Rat habe ich noch keinen. 


erst mal Infos (aber Du musst sie da selber rauslesen)
ob Pink oder Pinky, eigentlich wurscht, weil pinkyp* auch von pinkp* spricht 

http://forum.computerbetrug.de/showthread.php?p=120993&highlight=netfire#post120993
(oder besser ab hier
http://forum.computerbetrug.de/showthread.php?p=120909#post120909 )

http://www.antispam-ev.de/forum/showthread.php?t=5244


----------



## Aka-Aka (10 Mai 2007)

*AW: Frage zu Testabos (von div. Erotikseiten)*

Früher...


----------



## Reducal (11 Mai 2007)

*AW: Frage zu Testabos (von div. Erotikseiten)*

@ Aka, was hat Netfire mit Novonet BV zu tun?

@ Krangh, die Inkassoschreiben sind so, wie Inkassoschreiben nun mal sind. Das kann jeder machen, wie er will (fast zumindest) und A-W-T sind ein bestehendes Inkassounternehmen. 

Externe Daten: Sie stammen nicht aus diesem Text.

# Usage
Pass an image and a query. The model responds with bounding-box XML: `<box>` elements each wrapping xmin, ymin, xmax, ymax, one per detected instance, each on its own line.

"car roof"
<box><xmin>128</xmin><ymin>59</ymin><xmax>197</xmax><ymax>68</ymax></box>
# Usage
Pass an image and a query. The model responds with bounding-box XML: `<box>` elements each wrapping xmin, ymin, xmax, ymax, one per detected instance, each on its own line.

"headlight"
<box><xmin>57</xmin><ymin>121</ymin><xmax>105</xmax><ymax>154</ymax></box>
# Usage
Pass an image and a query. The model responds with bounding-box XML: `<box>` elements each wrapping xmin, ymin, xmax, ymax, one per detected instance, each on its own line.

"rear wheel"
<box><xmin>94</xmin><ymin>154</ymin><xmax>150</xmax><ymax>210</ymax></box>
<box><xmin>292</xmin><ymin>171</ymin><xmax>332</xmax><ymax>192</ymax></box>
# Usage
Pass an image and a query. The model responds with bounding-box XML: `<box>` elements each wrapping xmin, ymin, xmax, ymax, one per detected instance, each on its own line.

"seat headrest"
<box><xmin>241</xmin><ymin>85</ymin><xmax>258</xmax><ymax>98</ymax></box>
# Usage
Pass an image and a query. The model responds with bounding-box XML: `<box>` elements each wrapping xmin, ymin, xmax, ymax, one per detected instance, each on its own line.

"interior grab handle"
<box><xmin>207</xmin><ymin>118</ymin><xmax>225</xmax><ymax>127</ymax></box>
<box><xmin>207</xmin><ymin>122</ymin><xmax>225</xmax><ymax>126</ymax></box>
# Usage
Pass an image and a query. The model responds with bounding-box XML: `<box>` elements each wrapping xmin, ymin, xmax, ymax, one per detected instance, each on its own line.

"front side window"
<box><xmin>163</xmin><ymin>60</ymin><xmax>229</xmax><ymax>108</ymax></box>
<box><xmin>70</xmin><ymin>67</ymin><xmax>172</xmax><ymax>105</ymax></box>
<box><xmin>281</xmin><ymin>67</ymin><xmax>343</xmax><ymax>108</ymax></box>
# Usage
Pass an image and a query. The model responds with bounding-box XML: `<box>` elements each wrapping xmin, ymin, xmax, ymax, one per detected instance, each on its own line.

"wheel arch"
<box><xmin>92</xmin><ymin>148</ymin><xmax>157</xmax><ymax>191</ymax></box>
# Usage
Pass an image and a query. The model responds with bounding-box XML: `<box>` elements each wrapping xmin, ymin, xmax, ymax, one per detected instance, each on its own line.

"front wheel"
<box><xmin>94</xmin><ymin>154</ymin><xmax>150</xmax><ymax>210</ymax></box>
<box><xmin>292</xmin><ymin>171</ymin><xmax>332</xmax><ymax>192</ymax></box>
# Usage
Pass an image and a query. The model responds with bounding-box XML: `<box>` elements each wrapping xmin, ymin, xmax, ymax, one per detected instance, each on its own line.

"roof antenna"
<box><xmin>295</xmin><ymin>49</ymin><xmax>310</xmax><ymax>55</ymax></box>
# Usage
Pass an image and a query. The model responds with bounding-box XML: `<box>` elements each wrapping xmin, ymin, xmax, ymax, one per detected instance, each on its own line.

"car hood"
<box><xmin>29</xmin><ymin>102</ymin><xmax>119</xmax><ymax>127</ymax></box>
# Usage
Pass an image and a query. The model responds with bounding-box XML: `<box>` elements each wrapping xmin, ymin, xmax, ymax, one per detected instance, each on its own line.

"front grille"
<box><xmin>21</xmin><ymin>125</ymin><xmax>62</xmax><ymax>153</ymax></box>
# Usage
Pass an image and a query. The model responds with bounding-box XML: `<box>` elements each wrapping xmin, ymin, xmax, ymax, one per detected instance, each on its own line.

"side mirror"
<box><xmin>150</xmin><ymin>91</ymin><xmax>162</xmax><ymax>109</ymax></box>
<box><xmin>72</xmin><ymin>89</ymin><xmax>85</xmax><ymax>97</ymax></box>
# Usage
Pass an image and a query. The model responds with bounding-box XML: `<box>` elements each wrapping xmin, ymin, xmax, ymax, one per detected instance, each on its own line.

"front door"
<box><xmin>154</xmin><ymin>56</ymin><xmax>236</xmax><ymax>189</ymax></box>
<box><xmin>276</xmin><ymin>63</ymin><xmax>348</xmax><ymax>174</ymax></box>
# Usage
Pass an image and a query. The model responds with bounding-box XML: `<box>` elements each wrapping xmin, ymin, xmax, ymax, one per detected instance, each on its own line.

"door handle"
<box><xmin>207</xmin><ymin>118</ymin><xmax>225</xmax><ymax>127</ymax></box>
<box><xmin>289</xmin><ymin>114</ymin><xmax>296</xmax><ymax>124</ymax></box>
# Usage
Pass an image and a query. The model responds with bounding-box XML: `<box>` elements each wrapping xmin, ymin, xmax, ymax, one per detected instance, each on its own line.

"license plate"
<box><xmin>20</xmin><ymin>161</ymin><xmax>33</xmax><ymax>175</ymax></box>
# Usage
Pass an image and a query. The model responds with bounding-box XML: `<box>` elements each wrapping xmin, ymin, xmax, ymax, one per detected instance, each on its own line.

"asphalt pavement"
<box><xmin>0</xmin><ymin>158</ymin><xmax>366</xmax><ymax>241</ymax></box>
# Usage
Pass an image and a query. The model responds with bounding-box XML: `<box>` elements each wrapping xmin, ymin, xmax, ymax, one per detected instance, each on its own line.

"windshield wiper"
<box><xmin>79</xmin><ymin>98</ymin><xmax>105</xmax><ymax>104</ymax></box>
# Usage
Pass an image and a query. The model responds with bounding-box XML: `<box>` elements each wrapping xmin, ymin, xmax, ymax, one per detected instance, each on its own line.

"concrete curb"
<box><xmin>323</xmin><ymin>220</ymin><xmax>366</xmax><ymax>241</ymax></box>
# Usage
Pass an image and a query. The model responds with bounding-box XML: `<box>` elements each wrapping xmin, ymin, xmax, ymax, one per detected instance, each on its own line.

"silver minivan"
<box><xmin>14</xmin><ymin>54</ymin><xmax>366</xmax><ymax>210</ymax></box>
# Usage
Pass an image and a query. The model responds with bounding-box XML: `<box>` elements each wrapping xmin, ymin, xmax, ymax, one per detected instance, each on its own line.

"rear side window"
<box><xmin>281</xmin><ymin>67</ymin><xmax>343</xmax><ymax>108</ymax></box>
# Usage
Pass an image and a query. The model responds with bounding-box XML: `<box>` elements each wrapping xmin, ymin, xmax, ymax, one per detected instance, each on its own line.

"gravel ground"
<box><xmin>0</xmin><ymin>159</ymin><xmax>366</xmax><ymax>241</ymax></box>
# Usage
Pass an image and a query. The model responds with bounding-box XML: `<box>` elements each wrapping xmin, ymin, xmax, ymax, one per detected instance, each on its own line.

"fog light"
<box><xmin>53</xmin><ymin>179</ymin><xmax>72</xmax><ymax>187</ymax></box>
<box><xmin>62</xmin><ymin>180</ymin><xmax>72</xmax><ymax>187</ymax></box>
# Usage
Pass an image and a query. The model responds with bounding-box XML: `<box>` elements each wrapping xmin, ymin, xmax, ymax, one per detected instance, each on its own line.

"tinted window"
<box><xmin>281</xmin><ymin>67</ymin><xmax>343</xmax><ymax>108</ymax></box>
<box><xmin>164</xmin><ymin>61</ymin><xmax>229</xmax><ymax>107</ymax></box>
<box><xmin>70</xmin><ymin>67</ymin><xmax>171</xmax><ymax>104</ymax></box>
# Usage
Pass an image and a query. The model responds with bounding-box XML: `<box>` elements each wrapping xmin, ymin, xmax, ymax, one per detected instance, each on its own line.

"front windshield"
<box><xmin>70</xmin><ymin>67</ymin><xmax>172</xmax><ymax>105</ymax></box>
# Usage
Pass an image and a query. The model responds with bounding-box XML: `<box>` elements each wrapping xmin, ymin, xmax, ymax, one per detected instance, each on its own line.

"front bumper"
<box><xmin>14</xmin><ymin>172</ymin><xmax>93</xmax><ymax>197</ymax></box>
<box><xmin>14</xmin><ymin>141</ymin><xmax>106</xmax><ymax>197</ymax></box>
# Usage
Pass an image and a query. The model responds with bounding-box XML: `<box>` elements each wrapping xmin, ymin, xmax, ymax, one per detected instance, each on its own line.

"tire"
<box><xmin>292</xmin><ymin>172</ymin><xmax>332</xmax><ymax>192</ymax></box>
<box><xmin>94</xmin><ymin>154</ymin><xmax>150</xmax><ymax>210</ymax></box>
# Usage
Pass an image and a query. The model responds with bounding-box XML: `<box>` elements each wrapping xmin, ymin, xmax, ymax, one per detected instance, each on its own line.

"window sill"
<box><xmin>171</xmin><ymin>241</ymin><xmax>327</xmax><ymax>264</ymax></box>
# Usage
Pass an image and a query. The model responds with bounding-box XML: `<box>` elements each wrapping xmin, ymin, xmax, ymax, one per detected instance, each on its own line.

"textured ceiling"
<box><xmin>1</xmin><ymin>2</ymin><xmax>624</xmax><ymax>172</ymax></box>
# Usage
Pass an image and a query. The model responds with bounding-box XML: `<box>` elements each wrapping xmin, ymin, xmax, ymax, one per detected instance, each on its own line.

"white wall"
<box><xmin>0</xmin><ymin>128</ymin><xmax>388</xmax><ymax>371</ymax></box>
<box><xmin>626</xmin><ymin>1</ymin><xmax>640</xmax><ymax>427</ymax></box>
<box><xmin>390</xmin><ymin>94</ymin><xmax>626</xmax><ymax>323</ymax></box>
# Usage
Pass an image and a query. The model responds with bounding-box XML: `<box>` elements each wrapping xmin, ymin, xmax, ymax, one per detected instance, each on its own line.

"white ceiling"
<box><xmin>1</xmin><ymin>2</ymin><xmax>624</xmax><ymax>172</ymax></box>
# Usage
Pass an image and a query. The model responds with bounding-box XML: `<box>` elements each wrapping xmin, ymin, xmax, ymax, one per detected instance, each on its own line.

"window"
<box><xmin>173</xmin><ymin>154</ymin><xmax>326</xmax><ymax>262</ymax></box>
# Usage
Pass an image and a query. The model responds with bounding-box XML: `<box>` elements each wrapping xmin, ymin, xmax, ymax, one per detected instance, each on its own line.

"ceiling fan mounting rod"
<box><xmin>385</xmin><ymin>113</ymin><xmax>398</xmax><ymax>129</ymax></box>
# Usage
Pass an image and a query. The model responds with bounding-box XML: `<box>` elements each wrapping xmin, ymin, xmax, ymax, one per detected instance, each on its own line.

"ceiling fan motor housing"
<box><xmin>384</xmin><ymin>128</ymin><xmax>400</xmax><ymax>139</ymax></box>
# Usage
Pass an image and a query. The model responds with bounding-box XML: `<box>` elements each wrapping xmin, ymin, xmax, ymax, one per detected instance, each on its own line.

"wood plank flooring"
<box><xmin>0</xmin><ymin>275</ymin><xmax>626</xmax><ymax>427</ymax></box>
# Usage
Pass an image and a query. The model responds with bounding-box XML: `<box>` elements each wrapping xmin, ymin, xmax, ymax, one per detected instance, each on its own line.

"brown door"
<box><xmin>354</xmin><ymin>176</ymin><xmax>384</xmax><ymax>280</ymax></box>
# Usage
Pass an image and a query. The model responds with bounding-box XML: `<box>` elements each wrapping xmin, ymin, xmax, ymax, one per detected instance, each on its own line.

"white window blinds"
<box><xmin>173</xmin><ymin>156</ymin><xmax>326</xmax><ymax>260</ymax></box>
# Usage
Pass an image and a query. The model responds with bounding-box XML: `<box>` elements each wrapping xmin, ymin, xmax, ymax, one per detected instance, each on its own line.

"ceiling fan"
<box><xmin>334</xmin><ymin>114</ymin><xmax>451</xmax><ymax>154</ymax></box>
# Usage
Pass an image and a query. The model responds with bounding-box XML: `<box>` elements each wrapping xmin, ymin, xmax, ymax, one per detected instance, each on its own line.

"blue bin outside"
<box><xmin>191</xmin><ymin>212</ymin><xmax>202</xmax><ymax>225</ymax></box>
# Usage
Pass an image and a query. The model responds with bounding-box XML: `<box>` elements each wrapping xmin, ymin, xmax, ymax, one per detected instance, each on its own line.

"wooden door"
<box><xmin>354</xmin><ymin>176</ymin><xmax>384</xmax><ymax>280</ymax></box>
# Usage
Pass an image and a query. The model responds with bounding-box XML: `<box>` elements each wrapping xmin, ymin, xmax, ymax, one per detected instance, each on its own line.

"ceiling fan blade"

Dsa Anmeldefenster habe ich hier mal zum heutigen Stand angehangen. Von 3 Tagen lese ich da nichts sondern nur von 2-Tage-Startangebot. Im Internet gibt es für gewöhnlich keine Werktage (vor allem, wenn nichts davon beisteht.) Also nimmt der Zahlungsmittelanbieter an, dass der folgende Satz wirsam in das Vertragswerk eingebunden ist, was jedoch durchaus bezweifelt werden kann:



> [FONT=Arial, Helvetica, sans-serif]Um                die Mitgliedschaft zu vereinfachen, erneuert sich der Zugang automatisch.                Das Startangebot erweitert sich nach Ablauf zum Wochenzugang.          Sollte Ihnen das Angebot nicht gefallen, können Sie problemlos per Mail          kündigen.          ([email protected]**net-bv.com). Mit dem Absenden des Formulars akzeptieren Sie unsere AGB.[/FONT]


----------



## Aka-Aka (11 Mai 2007)

*AW: Frage zu Testabos (von div. Erotikseiten)*

[dieser Beitrag enthält keine für Enduser verwertbaren Informationen]



Reducal schrieb:


> @ Aka, was hat Netfire mit Novonet BV zu tun?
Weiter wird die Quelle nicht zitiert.